8.Encashment of earned leave while in service is fully taxable but
after retirement gets exemption u/s (10AA).Therefore the
employee shall not encash the earned leave while in service ,
from tax point of view. However ,one should keep in mind the
interest loss also, from such decision . If the interest loss from not
encashing the earned leave is more than the tax liability , then it is
better to encash the amount while in service and pay tax on it.

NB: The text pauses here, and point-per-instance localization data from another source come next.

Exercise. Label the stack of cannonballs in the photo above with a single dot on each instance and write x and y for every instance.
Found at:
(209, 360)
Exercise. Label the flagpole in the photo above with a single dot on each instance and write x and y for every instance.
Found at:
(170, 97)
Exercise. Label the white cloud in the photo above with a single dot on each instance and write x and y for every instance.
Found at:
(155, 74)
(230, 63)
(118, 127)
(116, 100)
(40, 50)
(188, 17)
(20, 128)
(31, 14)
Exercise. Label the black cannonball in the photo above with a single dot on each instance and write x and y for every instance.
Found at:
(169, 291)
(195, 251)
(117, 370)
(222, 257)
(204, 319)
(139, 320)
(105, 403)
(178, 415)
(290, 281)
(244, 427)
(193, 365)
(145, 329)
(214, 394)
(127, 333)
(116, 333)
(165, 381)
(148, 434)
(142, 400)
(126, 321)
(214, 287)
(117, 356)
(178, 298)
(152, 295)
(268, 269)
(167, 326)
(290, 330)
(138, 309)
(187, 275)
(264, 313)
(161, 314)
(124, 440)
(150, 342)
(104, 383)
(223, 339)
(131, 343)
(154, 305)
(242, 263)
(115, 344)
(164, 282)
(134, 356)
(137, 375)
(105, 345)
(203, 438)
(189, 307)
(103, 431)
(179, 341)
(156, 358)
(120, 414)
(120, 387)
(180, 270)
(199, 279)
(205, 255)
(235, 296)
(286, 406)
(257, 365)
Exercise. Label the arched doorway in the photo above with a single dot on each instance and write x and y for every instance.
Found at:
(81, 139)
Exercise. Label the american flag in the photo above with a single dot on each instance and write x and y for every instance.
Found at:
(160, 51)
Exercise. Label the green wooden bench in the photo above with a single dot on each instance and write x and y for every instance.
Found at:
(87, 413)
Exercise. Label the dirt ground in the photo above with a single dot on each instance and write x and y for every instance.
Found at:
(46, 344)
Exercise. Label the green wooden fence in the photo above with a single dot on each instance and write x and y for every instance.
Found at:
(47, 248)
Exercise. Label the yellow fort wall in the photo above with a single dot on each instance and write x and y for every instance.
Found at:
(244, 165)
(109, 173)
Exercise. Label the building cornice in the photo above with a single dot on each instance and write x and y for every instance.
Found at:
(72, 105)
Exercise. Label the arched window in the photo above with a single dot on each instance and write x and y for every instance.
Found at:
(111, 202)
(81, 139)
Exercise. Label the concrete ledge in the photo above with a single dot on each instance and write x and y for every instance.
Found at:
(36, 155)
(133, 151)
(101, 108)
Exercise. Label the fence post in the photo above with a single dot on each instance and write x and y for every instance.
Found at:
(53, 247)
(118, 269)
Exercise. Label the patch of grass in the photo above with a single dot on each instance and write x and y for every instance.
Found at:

9.An employee can take voluntary retirement from service (in
case of public sector company , any other company , an authority
established under central ,state ,or provincial act ,a local authority
,co-operative society )and the amount receivable on such
retirement is exempt up to 5,00,000. Therefore in certain cases it
may be beneficial for employees to take VRS ,avail exemption
and secure job somewhere else.
10. Where residential house has been provided by the
employer and put at the disposal of an employee , its
perquisites value is added to the salary income of the
employee whether the employee lives in it or not .If such
house is not intended to be used , it should be surrendered
before the income accrues to him to avoid tax on notional
income.
11.In case of an assesse intending to let out building ,plant
etc.. it is more beneficial from tax point of view , to let out
building along with plant , machinery and furniture . If so the
income will be assessed under the head ‘Profit and gain of
business or profession’ or ‘income from other source’ so that
the expenses including depreciation can be deducted from
income.
Tax proposals 2019-2020 at a glance for Individuals

 No tax on notional rent of second Self-occupied House under


“Income from House property” i.e. up to two self-occupied
house properties to be considered for exemption.
 Tax Rebate Limit under 87A increased from Rs. 3.5 lakhs to
Rs. 5 lakhs for taxpayers. The maximum limit of the tax rebate
increased to Rs.12,500 from the present limit of Rs. 2,500.
 TDS limit under Section 194A hiked from Rs 10,000 to Rs
40,000 on Post Office Savings and Bank Deposits.
 Standard Deduction for the salaried class increased from Rs
40,000 to Rs 50,000.
 Section 54 exemption now available on the second house
property, provided the capital gains is less than or equal to Rs.
2 crores – to be availed only once in a lifetime.